Severe CCB poisoning is often associated with significant hyperglycemia due to L-type calcium channel in pancreatic β-cells [21], as well as dysregulation of the insulin-dependent or phosphatidylinositol three-kinase pathway [22]. However, in this case glucose plasma levels were between 151 and 184 mg/dL for initial four days that may show a role in the ultimate degree of toxicity.

Another finding in this case was the development of mild respiratory and metabolic alkalosis. However, metabolic acidosis has been reported in most of the reported cases [5-16]. Metabolic acidosis could be resulting from systemic hypotension and acute kidney injury.
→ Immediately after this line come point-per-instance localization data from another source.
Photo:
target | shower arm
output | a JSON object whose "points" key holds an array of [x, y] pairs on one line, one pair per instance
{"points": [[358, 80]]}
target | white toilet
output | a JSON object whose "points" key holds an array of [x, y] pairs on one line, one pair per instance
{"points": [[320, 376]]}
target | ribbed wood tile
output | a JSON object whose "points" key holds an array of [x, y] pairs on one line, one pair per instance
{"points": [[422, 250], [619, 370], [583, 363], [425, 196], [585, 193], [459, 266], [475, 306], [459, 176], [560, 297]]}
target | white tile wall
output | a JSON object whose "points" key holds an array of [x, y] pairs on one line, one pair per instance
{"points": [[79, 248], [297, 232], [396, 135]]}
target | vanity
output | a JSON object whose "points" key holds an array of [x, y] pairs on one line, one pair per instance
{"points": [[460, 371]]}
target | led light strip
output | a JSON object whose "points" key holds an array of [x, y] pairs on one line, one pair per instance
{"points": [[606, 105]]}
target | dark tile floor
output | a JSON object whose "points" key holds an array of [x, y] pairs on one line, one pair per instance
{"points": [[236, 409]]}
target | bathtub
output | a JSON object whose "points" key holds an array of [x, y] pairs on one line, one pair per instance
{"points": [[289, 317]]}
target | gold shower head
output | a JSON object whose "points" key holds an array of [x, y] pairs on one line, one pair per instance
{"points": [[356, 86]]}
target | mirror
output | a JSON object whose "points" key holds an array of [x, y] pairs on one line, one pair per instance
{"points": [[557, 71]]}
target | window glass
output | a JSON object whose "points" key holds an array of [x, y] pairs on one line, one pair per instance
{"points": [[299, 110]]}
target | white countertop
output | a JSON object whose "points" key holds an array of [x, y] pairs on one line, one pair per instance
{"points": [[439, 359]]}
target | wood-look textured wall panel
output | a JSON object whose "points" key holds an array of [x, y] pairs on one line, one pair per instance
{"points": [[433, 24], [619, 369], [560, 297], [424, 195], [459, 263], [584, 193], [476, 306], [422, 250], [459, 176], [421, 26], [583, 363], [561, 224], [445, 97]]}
ARDS manifests with diffuse alveolar inflammation and increased pulmonary vascular permeability resulting in hypoxemia [23]. A survey has shown mortality benefits with lower tidal volume of 6 mL/kg, keeping plateau pressure below 30 cm H2O and PEEP adjusted to optimize alveolar recruitment without causing overdistention [24]. Our patient developed ARDS related to noncardiogenic pulmonary edema. She was treated with mechanical ventilation, dexamethasone, ipratropium bromide inhalation aerosol, and pulmicort inhalation which improved outcome and successful liberation from ventilator around 11 days.

Although high-dose insulin and extracorporeal life support were the interventions supported for the patients with severe CCB [25], supportive management might be useful in the treatment of noncardiogenic pulmonary edema after amlodipine overdose without refractory hypotension and bradycardia.